Nephrology Consultation Timing and Management of Community-Acquired Severe Hyponatremia: Retrospective Cohort Study

Session Information

Category: Fluid, Electrolytes, and Acid-Base Disorders

  • 1102 Fluid, Electrolyte, and Acid-Base Disorders: Clinical

Authors

  • Ali, Mustafa, St Elizabeth's Medical Center, Brighton, Massachusetts, United States
  • Alhaddad, Juliano, St Elizabeth's Medical Center, Brighton, Massachusetts, United States
  • Balakrishnan, Vaidyanathapuram, St Elizabeth's Medical Center, Brighton, Massachusetts, United States
  • Madias, Nicolaos E., St Elizabeth's Medical Center, Brighton, Massachusetts, United States
  • Jaber, Bertrand L., St Elizabeth's Medical Center, Brighton, Massachusetts, United States
Background

Community-acquired hyponatremia is the most common electrolyte disorder in hospitalized patients. Severe hyponatremia can be associated with life-threatening complications. We hypothesized that early nephrology consultation improves management by ensuring predictable sodium [Na] correction rates and optimizing resource utilization.

Methods

In this single-center retrospective cohort study, we identified hospitalized adults with severe community-acquired hyponatremia (glucose-corrected serum Na <120 mEq/L) from Jan-2019 to Dec-2023. We extracted data on patient characteristics, hyponatremia-related variables, presence and timing of a nephrology consult, resource utilization (intensive care unit [ICU] and hospital length of stay [LOS]), and patient outcomes.

Results

101 patients were included in the analysis.
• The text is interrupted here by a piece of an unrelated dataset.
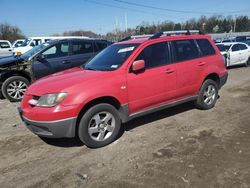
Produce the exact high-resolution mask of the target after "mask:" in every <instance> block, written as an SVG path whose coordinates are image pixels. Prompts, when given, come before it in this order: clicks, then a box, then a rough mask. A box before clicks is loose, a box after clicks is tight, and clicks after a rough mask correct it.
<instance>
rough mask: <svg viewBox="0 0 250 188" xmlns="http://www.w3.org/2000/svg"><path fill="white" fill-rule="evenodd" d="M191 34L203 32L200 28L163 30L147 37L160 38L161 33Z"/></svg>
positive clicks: (160, 36) (169, 34)
mask: <svg viewBox="0 0 250 188" xmlns="http://www.w3.org/2000/svg"><path fill="white" fill-rule="evenodd" d="M191 34H203V33H202V32H201V31H200V30H179V31H164V32H160V33H156V34H154V35H153V36H152V37H150V38H149V39H156V38H160V37H161V36H162V35H166V36H171V35H191Z"/></svg>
Mean age was 67 years, and 77% were admitted to the ICU. Among the 50 (50%) patients who received a nephrology consult, 38 (75%) occurred early (within <24 hours [h]). Mean Na on admission, at 24h, at 48h, and at hospital discharge was 116, 123, 127, and 132 mEq/L, respectively. 93% survived the hospitalization. ICU admissions were more common in the consult group (86% vs. 68%; p=0.034). The consult group had a trend toward a lower 24h Na vs. the non-consult group (122±4 vs. 124±5 mEq/L; p=0.096), but the 48h Na was significantly lower (126±4 vs. 128±4 mEq/L; p=0.022). The consult group had significantly higher ICU LOS (5±6 vs. 3±2 days; p=0.01) and was more likely to require use of desmopressin (28% vs. 8%; p=0.018) and urea powder (20% vs. 0%; p=0.001). Early consult was associated with significantly higher use of 3% hypertonic saline (32% vs. 0%; p=0.023), and lower ICU (4±5 vs. 7±8 days; p=0.045) and hospital (10±21 vs. 20±15 days; p=0.01) LOS. No osmotic demyelination syndrome cases were reported.

Conclusion

Among hospitalized adults with severe community-acquired hyponatremia, a nephrology consult was more likely to occur in the ICU but overall did not appear to have an impact on sodium correction rate in the first 48 hours and might have been a proxy for need for overcorrection rescue therapy. However, an early consult was associated with shorter ICU and hospital LOS. The small sample size, potential confounding by indication, and other biases preclude definitive conclusions.